Around 15yrs ago my friend came to visit and she and I went horseback riding together. We happened to be riding along the top of a dry 'wash', which is a glorified stream-bed. I saw a cat laying in the middle of the wash, in the shade of a tree and I thought it was odd the cat remained on its' side w/out getting its' feet under it for 'just-in-case' we turned out to be a threat. I warned my friend to keep aware in case it moved and spooked her horse. I was concerned about the strange behavior, wondering if it could be ill and rabies came to mind. When we got back to the barn, I could not get the kitty and its' odd behavior out of my mind so we drove back along the farmer's field roads to the wash so I could check on the cat. I needed to determine if the cat were ill or injured. IMO, it needed *some* kind of assistance, but I didn't know what. When I returned, the kitty was in the same spot but the shade had moved and it was panting in the hot summer sun. It only moved it's ears and eyes when I approached, sliding noisily down the bank. 

I had brought a towel with me and I laid it next to the kitty and gently moved him onto it. He allowed me to turn him so I could check for wounds, but there were none. I looked up, and directly overhead was a tree limb that jutted over the stream-bed and I assumed he'd mis-stepped and fallen out of the tree, landing in the dry wash. I carried him sling-like in the towel, trying to keep the towel stretch out as much as possible to make it be like a stretcher and I carried him up and out of the wash, placing him on the floorboards at my feet and had my friend drive to the vet office. He cooled down in the AC and began purring and looking at me calmly.

At the vet office, their exam showed he had broken his back, probably from falling out of the tree so I paid for his euth and cried for him. My friend left the next morning to visit family members further south and I drove to the few houses within two miles of the wash and left notes w/ my phone number and brief description about the kitty I had found on those homes.

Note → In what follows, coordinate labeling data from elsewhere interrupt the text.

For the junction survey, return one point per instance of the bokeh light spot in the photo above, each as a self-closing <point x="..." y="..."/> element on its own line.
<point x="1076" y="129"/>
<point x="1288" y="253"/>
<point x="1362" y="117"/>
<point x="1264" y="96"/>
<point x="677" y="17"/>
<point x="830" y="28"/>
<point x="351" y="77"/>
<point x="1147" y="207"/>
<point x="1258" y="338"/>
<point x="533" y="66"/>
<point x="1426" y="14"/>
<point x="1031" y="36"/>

No one called to ask about him so I assume he had no home, but I am glad he knew kindness from me and had a dignified end instead of dehydration, heat/sun-stroke and possible predation from foxes, coyotes or birds of prey.

Sometimes, there is very little we CAN do and it breaks our hearts, but YOU DID GOOD. You *_tried_* and that is the Best Thing of All.


----------



## beth1954 (May 19, 2004)

I was worried sick about the kitty all weekend.
I agree that it was probably just the front portion of the kitty's face that got run over. There was so much blood I couldn't really tell how bad it was "broken" or just messed up. I would think about it over the weekend and just cry. I couldn't tell me daughter the details because she would have cried more than me.
I found out later that I had given Animal Control the wrong house number. That made me feel even worse. The numbers on the house were "604." I figured out later that the "1" had fallen off, and it was really "1604." More guilt and worry. 
I went by there again once I got back into town. No sign of the kitty. We knocked on the door, and the lady said they have no cats, and that the lady right across from them fed alot of stray cats. We went over there. There must have been 15 cats laying around. Beautiful cats! We knocked on her door, and she was stone-faced and didn't seem to care a bit. What worries me the most is that it DID NOT kill her, and that she is still alive, suffering.
I did SO want to pick up the kitty, but have been injured badly doing that in the past. When it ran off, my heart broke. 
When I drove by Sunday, I saw the dog food can on the road. It was completely flat. The can had probably had been run over again. It had alot of blood on it.
I just called animal control. They did not locate a kitty, and they figured out my mistake about the house number, so they were at the right location. I feel certain they didn't try very hard.


----------



## Alpaca (Dec 21, 2009)

Just know in your heart that you did the best you could with what you had. The important thing is that you cared and took time out of your life to help it out.


----------



## beth1954 (May 19, 2004)

I still cry about it everytime I think about it. I know in my heart that I would not have had any luck actually catching it and getting it to a vet. 
But the "visual" of what the kitty looked like--it's injuries--will make me lose alot of sleep. And the damned bloody can is there every time I drive by. It is on the way to my job.


----------



## Alpaca (Dec 21, 2009)

Beth, I know how it feels. I've tried to help a pigeon once, but under the circumstances was unable to. But yes, at least you can take solace in the fact that you actually stopped to help. A lot of people would have just drove by and took the 'Not in my backyard or it's not my problem' approach.


----------